In some ways, it is slightly lighter and brighter than its precursor – a kind of YA reboot. Set a few years after the end of The Handmaid’s Tale, it focuses on the next generation of Gilead women. But it’s a YA version that still encompasses bloody punishments, rotting corpses swinging from gibbets and indoctrination and abuse – with the youth of the protagonists making it even harder to watch. The iconography remains ravishing, though. The colour palette has been expanded beyond red, white and green. Young girls of the right class are dressed in pink dresses and cloaks, the older ones (“Plums” with all the connotations of ripeness for the picking) graduate to purple (including headpieces that are mandatory but far more stylish than the blinkering bonnets the handmaids have to wear) and, then, if they are lucky enough to begin to menstruate, they move into wifely teal.
Agnes (Chase Infiniti) is the adopted daughter of Commander MacKenzie and his late wife, Tabitha. We know she is also June/Offred’s stolen first daughter, Hannah. Either way, the commander’s new wife, Paula (Amy Seimetz), would like the child off her hands as soon as possible.
Agnes attends an elite preparatory school, run by Aunt Lydia. Yes, that Aunt Lydia. That genuinely savage Miss Trunchbull played by the inimitable Ann Dowd. Whether this is the old Aunt Lydia or the new, post-epiphany model that had come into being by the end of The Handmaid’s Tale remains to be seen. But whatever level of Gilead lore you have under your belt, the team behind this show has done well to make it work.
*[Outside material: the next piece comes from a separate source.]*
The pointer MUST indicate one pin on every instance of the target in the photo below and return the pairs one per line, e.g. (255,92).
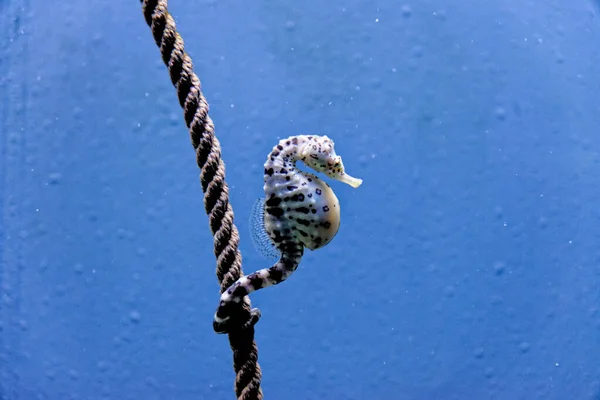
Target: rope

Aunt Lydia puts Agnes in charge of showing new student Daisy (Lucy Halliday) the ropes. Daisy is one of the Pearl Girls, white-clad devotees of Gilead’s version of Christianity, recruited, often as orphans, from outside the state by auntly missionaries, and generally suspected by other pupils of being spies for the teachers. (“The passion of the convert,” says Agnes, in voiceover. “What a pain in the ass.”) The two girls’ increasingly close and complicated relationship forms the backbone of the 10 episodes, which also see Daisy’s and Aunt Lydia’s backstories unfold in flashback. In the present, Agnes must also navigate the arrival of her period and “eligibility”. In one scene, she kneels before her father in her new coloured robes while his friends gaze at her, and it is as neat an encapsulation of teenage girls’ experience with men – albeit usually more subtle and drawn out over the months and years – as you could find. There are also revelations about her best friend Becka (Mattea Conforti) and Becka’s father, as life in Gilead becomes ever more intolerable to both girls.
Though it is slightly leavened by a little humour, but mostly by the innate hope offered by the age of the protagonists, The Testaments is, like its predecessor, a study in groupthink – in power, corruption and the ease with which ordinary people acquiesce to evil practices. And it is about, in particular, man’s inhumanity to woman, how willing men can be to subjugate, to reduce others to servitude and body parts and animal functions, and how there is nothing new under the sun.